Last year, I wrote a blog post describing various different perspectives on diffusion. The idea was to highlight a number of connections between diffusion models and other classes of models and concepts. In recent months, I have given a few talks where I discussed some of these perspectives. My talk at the EEML 2024 summer school in Novi Sad, Serbia, was recorded and is available on YouTube. Based on the response I got from this talk, the link between diffusion models and autoregressive models seems to be particularly thought-provoking. That’s why I figured it could be useful to explore this a bit further.
In this blog post, I will unpack the above claim, and try to make it obvious that this is the case, at least for visual data. To make things more tangible, I decided to write this entire blog post in the form of a Python notebook (using Google Colab). That way, you can easily reproduce the plots and analyses yourself, and modify them to observe what happens. I hope this format will also help drive home the point that this connection between diffusion models and autoregressive models is “real”, and not just a theoretical idealisation that doesn’t hold up in practice.
In what follows, I will assume a basic understanding of diffusion models and the core concepts behind them. If you’ve watched the talk I linked above, you should be able to follow along. Alternatively, the perspectives on diffusion blog post should also suffice as preparatory reading.
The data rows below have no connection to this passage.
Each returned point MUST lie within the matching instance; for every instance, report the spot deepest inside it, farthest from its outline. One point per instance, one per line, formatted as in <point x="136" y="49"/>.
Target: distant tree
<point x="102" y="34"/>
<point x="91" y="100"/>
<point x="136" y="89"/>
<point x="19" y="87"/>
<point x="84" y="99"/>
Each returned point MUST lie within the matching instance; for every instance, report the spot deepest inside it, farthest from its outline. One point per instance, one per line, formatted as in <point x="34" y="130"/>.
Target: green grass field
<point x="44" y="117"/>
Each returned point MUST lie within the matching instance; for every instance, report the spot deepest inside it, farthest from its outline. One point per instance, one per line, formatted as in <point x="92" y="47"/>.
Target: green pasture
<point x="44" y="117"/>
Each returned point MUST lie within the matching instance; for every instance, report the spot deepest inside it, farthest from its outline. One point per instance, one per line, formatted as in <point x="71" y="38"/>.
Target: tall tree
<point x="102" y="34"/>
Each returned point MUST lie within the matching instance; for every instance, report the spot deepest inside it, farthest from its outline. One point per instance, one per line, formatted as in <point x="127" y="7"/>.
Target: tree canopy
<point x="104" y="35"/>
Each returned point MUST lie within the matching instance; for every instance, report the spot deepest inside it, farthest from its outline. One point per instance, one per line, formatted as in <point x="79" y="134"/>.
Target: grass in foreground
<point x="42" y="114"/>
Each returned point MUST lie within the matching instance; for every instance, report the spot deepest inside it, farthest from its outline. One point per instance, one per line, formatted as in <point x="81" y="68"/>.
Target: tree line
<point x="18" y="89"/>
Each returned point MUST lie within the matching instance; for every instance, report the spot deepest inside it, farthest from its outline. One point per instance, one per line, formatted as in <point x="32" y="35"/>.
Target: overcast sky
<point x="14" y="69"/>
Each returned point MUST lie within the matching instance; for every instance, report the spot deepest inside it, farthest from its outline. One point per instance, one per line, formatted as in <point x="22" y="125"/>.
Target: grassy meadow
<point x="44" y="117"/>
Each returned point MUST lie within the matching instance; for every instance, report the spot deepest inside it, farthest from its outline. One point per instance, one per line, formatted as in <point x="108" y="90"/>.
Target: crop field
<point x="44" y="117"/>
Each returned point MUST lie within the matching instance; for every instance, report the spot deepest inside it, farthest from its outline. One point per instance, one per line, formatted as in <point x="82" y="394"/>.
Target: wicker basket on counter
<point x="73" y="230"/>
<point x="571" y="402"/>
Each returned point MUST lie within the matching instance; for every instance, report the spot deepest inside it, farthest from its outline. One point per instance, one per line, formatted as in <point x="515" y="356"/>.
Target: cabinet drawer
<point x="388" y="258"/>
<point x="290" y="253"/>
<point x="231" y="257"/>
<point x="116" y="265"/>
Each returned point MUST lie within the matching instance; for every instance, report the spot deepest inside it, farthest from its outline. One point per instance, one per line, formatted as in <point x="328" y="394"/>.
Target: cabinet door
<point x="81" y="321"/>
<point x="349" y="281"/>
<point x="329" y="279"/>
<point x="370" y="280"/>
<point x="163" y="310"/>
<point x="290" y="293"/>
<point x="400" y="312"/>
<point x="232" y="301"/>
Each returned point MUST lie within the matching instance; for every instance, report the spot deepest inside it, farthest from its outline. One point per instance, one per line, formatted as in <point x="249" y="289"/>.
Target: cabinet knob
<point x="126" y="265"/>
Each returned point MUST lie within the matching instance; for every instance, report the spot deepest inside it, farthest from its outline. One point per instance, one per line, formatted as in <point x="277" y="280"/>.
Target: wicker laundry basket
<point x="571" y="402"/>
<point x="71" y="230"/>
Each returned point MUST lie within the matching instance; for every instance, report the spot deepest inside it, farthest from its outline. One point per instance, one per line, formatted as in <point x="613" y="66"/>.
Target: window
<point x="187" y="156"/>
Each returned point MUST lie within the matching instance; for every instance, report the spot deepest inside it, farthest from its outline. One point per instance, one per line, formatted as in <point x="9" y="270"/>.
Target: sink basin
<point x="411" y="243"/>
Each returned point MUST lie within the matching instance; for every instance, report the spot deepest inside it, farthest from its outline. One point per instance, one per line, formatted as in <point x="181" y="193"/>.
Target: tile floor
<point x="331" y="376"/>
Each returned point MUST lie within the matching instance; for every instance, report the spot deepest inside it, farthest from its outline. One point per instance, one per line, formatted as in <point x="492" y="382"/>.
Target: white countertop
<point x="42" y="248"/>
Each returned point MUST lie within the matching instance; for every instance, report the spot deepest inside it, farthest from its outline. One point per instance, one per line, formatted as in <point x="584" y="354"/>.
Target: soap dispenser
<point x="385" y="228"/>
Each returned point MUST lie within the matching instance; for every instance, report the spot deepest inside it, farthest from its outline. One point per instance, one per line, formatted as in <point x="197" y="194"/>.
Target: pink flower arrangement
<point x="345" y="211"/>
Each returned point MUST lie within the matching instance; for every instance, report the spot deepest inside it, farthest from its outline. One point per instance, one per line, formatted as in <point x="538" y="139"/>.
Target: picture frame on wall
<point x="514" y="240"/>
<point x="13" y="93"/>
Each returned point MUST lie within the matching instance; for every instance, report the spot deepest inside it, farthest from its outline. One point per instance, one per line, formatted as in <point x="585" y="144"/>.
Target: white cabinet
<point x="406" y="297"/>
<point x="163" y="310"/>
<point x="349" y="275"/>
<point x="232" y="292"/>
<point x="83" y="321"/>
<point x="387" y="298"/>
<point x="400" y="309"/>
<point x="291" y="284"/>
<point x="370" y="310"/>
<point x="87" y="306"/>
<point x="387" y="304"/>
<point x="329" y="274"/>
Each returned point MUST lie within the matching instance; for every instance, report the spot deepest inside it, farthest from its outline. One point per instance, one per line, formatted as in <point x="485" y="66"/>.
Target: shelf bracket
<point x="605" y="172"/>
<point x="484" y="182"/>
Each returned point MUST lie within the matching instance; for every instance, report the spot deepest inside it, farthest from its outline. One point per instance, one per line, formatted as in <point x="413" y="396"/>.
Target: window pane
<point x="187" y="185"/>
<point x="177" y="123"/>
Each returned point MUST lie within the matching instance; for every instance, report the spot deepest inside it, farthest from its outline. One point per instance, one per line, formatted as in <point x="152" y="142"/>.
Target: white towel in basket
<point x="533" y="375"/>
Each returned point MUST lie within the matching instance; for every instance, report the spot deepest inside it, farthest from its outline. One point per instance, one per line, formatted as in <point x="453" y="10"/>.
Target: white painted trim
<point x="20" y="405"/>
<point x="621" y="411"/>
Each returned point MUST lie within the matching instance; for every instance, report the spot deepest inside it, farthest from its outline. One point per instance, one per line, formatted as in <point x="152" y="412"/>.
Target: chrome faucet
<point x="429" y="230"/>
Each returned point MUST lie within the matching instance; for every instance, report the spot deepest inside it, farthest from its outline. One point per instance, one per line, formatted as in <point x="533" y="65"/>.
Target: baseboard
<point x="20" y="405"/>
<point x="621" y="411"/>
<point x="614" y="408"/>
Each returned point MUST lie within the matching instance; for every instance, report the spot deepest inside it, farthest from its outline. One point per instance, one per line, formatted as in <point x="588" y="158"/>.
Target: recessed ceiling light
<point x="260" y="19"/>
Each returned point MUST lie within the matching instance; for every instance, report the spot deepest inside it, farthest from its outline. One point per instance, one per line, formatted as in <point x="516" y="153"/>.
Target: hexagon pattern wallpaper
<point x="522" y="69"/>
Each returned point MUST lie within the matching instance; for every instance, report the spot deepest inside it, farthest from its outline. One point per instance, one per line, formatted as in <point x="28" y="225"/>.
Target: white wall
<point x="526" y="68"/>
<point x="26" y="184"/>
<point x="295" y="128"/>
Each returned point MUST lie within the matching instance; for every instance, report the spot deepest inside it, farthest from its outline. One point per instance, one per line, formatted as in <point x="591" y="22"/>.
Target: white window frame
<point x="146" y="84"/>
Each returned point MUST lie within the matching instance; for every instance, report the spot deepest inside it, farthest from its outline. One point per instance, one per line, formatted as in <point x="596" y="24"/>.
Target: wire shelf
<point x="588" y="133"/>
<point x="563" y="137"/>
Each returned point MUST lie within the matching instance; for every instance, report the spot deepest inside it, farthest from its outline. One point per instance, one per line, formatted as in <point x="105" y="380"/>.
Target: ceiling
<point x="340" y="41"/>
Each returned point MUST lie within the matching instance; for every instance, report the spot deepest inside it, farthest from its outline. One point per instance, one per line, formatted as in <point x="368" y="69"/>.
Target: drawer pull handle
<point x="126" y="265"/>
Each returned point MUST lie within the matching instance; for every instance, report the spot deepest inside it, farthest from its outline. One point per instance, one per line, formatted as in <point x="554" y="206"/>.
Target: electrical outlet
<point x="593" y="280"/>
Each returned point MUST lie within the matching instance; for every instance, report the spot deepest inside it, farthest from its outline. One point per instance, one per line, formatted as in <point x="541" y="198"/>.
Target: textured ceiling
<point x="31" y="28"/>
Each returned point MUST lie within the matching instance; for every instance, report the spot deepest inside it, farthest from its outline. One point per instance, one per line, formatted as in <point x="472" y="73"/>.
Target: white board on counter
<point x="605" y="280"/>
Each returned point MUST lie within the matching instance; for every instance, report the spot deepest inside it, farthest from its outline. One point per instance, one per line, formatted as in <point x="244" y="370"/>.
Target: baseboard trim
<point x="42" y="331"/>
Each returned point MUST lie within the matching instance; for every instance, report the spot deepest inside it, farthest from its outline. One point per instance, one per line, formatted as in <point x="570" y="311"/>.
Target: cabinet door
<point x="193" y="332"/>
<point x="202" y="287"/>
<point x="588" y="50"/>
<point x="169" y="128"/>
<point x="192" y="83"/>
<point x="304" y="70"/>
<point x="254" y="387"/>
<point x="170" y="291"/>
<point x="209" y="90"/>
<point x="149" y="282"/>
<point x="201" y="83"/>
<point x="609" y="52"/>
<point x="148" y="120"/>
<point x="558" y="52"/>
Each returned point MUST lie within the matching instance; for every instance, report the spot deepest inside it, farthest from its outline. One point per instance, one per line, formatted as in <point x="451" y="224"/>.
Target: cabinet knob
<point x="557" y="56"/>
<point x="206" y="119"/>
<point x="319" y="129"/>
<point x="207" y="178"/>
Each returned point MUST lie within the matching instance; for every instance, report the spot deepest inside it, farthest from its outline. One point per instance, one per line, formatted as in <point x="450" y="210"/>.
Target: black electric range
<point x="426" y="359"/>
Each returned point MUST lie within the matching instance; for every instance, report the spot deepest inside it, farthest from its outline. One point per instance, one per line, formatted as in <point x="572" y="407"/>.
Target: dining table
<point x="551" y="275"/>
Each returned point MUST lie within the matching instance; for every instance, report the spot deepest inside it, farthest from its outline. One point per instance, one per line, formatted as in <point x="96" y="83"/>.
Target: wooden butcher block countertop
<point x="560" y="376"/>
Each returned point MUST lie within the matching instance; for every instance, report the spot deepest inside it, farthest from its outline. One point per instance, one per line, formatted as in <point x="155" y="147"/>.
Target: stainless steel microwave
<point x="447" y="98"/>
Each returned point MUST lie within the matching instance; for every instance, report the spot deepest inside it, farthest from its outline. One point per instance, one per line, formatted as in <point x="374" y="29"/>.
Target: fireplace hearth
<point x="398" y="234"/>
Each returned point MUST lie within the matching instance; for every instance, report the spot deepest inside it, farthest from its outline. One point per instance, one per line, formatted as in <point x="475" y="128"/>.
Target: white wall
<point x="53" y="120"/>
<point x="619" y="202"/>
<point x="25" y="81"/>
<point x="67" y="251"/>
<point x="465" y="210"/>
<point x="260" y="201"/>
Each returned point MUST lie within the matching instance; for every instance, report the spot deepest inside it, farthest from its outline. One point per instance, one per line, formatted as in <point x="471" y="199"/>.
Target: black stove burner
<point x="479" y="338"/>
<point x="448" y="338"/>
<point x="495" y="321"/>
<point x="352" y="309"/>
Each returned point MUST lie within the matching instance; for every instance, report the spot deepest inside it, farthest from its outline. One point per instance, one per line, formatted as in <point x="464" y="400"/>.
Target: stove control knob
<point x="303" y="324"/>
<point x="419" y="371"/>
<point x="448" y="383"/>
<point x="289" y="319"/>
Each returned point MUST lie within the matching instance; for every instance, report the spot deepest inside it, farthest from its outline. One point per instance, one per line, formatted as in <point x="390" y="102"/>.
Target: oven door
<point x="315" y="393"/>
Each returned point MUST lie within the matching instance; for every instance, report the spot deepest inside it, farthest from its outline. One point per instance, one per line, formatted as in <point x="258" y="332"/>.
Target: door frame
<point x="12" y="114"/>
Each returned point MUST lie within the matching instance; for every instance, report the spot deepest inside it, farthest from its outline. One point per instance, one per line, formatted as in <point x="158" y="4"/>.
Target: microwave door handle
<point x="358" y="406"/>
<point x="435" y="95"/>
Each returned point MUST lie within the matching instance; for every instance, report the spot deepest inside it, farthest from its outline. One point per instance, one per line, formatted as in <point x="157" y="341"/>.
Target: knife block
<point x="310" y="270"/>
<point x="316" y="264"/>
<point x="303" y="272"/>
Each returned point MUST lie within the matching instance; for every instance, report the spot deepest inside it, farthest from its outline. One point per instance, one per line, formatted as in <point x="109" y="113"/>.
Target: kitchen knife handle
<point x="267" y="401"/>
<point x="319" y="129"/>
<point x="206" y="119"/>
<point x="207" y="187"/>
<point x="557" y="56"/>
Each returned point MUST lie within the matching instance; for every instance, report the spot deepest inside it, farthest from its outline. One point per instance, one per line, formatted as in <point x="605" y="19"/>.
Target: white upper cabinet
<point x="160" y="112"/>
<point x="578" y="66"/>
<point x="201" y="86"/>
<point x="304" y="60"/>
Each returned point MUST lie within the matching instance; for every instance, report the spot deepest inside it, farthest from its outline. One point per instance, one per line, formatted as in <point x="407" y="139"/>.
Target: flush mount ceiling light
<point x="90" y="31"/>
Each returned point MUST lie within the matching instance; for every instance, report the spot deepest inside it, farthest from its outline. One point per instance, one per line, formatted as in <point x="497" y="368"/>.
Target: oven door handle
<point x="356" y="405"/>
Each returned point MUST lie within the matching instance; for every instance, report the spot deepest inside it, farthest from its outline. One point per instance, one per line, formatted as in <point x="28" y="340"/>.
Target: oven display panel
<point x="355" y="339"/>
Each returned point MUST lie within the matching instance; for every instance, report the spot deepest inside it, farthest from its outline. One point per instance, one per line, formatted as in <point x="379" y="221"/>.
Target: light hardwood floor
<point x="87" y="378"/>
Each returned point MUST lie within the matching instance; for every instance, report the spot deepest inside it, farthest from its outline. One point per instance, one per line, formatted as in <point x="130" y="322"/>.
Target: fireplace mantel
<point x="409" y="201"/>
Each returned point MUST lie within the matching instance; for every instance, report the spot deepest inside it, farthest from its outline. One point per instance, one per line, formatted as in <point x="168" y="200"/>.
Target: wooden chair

Some knowledge of the Fourier transform will also be helpful.
Below is an overview of the different sections of this post. Click to jump directly to a particular section.

Autoregression and diffusion are currently the two dominant generative modelling paradigms. There are many more ways to build generative models: flow-based models and adversarial models are just two possible alternatives (I discussed a few more in an earlier blog post).
Both autoregression and diffusion differ from most of these alternatives, by splitting up the difficult task of generating data from complex distributions into smaller subtasks that are easier to learn. Autoregression does this by casting the data to be modelled into the shape of a sequence, and recursively predicting one sequence element at a time. Diffusion instead works by defining a corruption process that gradually destroys all structure in the data, and training a model to learn to invert this process step by step.
This iterative refinement approach to generative modelling is very powerful, because it allows us to construct very deep computational graphs for generation, without having to backpropagate through them during training. Indeed, both autoregressive models and diffusion models learn to perform a single step of refinement at a time – the generative process is not trained end-to-end. It is only when we try to sample from the model that we connect all these steps together, by sequentially performing the subtasks: predicting one sequence element after another in the case of autoregression, or gradually denoising the input step-by-step in the case of diffusion.
Because this underlying iterative approach is common to both paradigms, people have often sought to connect the two. One could frame autoregression as a special case of discrete diffusion, for example, with a corruption process that gradually replaces tokens by “mask tokens” from right to left, eventually ending up with a fully masked sequence. In the next few sections, we will do the opposite, framing diffusion as a special case of autoregression, albeit approximate.